Sólo siendo grande pude ser conciente de lo hermoso que es el momento en el cine en que se apagan las luces gradualmente. Todo lo que eran caras, ropas y palabras desaparece hasta que quedamos todos en una misma nube de oscuridad, en una invitación a la atención. Las luces que bajan son como el silencio que se hace cuando el viejo al frente de la tribu va a relatar una historia. Todos estamos ahí mirando en la misma dirección, se nos va a contar un cuento.
Cuando las luces bajan hasta dejar la sala a oscuras, el mundo queda atrás, afuera, el mundo pasa a ser eso que sucede en ese rectángulo apaisado que hasta hace un rato estaba en blanco. Veremos la vida representada o imaginada en ese plano. Veremos la proyección del sueño y el trabajo de alguien, a 24 cuadros por segundo. El cine sigue siendo algo que nos convoca, una de las cosas que compartimos con gente que no conocemos, que son durante ese momento compañeros de experiencia. Porque el cine es una experiencia que se vive colectivamente: la suma de todas las expectativas, deseos, imaginaciones de cada uno de los que están en la sala generan una atmósfera especial, distinta en cada función. No es la misma si uno va a ver una película de terror, una comedia, una comedia romántica, un documental, una película de acción. Por eso es tan raro entrar a una sala a ver una película empezada: uno no es parte de ese caldo de emociones que empezaron a cocinar otros.
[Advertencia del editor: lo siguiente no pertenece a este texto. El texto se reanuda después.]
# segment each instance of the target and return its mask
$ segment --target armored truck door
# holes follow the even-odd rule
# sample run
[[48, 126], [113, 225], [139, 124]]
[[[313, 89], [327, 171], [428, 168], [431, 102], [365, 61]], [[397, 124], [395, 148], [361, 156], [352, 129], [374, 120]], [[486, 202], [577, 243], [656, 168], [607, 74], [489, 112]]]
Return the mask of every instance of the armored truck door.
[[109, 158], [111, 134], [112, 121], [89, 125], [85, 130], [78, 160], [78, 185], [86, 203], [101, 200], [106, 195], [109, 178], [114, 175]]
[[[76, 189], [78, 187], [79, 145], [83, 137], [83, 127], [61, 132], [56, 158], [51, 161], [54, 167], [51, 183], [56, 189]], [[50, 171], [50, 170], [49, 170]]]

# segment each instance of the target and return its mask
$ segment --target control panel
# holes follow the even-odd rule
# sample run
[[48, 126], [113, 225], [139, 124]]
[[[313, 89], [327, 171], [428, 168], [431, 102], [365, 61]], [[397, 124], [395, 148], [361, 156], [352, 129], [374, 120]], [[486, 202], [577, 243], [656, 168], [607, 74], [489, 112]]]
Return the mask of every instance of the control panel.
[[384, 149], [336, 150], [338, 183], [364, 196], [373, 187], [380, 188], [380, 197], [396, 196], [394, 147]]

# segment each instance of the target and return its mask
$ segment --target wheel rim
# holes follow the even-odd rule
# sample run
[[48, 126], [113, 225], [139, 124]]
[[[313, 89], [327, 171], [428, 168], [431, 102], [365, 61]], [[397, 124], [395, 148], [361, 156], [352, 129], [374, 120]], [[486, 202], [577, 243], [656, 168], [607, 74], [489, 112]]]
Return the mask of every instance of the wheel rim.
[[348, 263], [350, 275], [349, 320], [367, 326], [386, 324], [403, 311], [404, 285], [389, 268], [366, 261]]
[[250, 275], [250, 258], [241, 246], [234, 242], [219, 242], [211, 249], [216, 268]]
Ir al cine sigue siendo un ritual de tribu, de gente que comparte un momento con sus iguales.
Ver una película solo (o acompañado) en casa nunca podrá igualar una proyección en un sala llena. El cine sigue siendo, y espero lo sea por mucho tiempo más, un viaje único de los sentidos, una invitación a vivir cosas nuevas, a emocionarse, a escuchar una historia.